Aún no había llegado el momento de las explicaciones claras.

—No sólo posee la condesa vastísimos territorios, sino una fortuna en dinero que asciende a más de cuatrocientos mil ducados. Vuestra Alteza necesita mucho dinero para pagar el ejército que tenemos en Bérgamo… y no creo pueda obtener fondos del Tesoro… habría que imponer nuevos tributos… y esto no hace popular a un flamante soberano. Es decir, que la condesa os trae, además de territorios y dinero, los soldados que necesita Vuestra Alteza —y acentuando la sonrisa, añadió Bellarión—: Creo no podrá encontrar Vuestra Alteza novia con tan rico dote.

—¿Novia? —y el joven sorprendido, casi aterrado, repitió—: ¿Novia?

—Supongo que no os contentaréis con menos, señor, y que apreciaréis las ventajas de tener una mujer hermosa y un riquísimo patrimonio que unir al vuestro.

El príncipe le había escuchado con ojos y boca abiertos. Cerró por fin los labios, y lamiéndoselos con gesto pensativo, observó:

—Me aconsejáis que me case con la viuda de Facino, pero es que me dobla la edad.

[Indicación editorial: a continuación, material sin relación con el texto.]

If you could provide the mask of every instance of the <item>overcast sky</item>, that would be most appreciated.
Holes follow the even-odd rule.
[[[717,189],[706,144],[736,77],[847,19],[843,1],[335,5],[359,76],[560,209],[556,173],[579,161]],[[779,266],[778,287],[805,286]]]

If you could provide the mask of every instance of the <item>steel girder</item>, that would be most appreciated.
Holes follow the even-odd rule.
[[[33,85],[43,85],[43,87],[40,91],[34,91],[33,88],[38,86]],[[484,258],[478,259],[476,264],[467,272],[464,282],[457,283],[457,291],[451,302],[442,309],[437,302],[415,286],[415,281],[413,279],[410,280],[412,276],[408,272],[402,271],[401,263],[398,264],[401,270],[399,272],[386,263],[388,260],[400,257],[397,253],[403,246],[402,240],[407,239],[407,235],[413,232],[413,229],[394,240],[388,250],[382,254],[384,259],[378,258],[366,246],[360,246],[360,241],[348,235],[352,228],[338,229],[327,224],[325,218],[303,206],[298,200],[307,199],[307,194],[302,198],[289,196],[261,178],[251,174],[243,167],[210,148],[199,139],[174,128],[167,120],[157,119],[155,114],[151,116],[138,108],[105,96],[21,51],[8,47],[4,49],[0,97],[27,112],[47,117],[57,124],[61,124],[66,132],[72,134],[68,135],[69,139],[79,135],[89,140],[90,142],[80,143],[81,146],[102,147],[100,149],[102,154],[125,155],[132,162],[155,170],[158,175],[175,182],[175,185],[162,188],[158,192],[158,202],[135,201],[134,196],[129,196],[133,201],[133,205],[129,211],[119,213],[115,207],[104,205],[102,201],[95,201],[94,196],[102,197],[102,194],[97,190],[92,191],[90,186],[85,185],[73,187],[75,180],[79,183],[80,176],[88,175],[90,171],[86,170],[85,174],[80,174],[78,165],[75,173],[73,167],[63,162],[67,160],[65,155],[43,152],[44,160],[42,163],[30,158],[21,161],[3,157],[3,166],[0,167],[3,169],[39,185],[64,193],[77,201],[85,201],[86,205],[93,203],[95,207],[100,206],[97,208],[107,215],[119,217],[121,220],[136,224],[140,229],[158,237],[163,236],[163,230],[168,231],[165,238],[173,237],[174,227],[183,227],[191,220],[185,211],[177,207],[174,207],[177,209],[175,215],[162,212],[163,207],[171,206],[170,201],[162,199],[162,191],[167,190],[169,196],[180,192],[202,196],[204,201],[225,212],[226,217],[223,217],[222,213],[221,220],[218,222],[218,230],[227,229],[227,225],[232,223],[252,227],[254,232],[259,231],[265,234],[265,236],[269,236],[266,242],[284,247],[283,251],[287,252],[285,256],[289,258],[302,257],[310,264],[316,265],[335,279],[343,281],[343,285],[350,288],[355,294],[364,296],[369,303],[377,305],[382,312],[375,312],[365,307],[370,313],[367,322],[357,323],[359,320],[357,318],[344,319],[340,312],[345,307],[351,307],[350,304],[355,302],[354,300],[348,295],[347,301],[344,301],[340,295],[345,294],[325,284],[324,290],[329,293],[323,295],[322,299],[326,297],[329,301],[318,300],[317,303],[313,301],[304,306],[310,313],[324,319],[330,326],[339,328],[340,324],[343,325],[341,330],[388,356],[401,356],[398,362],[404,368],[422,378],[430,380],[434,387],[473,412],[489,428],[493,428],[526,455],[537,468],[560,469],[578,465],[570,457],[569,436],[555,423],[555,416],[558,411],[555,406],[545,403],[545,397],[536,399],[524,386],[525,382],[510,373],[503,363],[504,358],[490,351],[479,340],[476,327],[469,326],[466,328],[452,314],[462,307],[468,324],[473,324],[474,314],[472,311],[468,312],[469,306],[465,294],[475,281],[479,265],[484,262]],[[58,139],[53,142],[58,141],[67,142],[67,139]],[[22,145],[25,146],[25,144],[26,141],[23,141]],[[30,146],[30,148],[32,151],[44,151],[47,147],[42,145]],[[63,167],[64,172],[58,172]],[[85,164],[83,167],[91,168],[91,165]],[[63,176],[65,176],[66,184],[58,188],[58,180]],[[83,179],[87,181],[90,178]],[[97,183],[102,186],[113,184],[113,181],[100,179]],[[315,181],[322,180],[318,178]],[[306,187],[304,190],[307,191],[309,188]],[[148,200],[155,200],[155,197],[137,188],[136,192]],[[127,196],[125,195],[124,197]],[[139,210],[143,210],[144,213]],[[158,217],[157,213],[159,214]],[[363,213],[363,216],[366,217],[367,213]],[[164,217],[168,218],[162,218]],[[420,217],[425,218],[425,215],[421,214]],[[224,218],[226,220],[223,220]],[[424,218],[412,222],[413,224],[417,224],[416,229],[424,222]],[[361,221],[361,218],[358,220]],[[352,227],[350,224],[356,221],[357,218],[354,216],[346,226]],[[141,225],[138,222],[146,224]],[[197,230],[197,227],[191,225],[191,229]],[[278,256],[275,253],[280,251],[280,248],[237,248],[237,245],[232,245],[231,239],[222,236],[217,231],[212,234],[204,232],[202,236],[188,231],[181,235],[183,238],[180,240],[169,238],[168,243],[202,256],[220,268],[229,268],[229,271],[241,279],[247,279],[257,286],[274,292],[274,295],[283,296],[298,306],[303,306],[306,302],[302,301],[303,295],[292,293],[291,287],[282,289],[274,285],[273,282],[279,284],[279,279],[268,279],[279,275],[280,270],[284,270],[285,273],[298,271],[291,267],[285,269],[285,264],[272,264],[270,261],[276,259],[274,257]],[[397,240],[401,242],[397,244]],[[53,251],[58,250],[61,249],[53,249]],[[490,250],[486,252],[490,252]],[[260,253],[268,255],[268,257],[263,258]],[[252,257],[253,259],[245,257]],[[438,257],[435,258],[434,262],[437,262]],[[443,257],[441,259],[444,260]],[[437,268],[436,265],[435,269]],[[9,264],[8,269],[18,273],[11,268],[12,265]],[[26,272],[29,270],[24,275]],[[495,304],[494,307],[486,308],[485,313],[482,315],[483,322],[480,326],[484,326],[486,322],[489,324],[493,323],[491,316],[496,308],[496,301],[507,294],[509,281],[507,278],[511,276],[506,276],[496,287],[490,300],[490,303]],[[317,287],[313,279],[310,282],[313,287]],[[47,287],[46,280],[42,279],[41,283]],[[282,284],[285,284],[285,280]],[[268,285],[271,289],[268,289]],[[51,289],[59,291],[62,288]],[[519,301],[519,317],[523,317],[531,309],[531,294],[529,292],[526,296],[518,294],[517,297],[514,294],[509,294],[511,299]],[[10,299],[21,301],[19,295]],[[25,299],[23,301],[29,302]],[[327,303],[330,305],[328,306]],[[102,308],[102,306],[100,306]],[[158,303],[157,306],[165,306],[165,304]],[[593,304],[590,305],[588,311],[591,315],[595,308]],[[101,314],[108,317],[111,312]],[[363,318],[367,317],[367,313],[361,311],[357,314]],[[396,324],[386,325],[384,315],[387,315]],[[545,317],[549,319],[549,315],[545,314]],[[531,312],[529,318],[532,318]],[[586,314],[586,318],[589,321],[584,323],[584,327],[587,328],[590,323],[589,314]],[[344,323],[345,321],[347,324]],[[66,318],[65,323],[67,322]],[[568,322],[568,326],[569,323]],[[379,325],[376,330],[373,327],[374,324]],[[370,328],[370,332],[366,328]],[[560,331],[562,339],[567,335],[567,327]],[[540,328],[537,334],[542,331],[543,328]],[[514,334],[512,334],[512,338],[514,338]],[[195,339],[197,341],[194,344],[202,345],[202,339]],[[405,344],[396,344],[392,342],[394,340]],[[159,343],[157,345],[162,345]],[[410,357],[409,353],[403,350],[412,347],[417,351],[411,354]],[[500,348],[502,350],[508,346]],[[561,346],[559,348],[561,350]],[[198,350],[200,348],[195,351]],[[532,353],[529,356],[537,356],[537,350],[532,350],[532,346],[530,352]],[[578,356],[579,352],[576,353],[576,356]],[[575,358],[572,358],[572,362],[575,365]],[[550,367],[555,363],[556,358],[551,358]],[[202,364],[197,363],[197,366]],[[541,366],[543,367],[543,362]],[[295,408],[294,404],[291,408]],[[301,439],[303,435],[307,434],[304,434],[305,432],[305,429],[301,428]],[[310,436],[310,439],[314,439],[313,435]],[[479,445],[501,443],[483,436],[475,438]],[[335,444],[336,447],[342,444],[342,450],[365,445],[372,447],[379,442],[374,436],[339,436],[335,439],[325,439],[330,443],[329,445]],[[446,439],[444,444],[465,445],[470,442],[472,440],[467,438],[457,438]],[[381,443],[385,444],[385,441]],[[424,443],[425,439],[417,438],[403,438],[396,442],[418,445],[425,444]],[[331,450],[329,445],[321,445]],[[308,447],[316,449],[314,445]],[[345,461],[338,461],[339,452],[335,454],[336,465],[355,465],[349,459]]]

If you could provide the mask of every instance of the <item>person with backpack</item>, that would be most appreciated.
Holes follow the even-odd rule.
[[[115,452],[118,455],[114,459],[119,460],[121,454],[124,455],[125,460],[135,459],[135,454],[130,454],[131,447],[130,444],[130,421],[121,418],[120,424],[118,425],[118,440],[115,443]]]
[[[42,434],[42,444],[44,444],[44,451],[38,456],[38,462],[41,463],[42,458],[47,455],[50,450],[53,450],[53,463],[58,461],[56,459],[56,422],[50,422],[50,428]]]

—Yo no aconsejo nada, Alteza —contestó Bellarión riendo—. Nada tengo que aconsejar… ni aún conozco la opinión de la interesada. Pero si ella tiene ganas de ser duquesa de Milán, debe facilitarnos los medios para que vos seáis duque de Milán.

Filippo María se incorporó de súbito; su frente estaba perlada de sudor, que enjugó, sin cuidarse de descomponer el flequillo que tan mal le sentaba. Tras de una breve vacilación, durante la que sus ojos tomaron inusitada brillantez, llevó de nuevo la mano a la campanilla, sin que por esta vez se lo estorbará Bellarión, que en el ademán de conde vio que rendía la fortaleza a la avaricia y la lujuria que él había logrado despertar.

Despidióse, con el triste convencimiento de que la ambición y la vanidad harían ceder a la viuda.

Su tarea estaba cumplida: Beatriz realizaría el sueño que desde tanto tiempo atrás acariciaba, y en el mismo hallaría su castigo.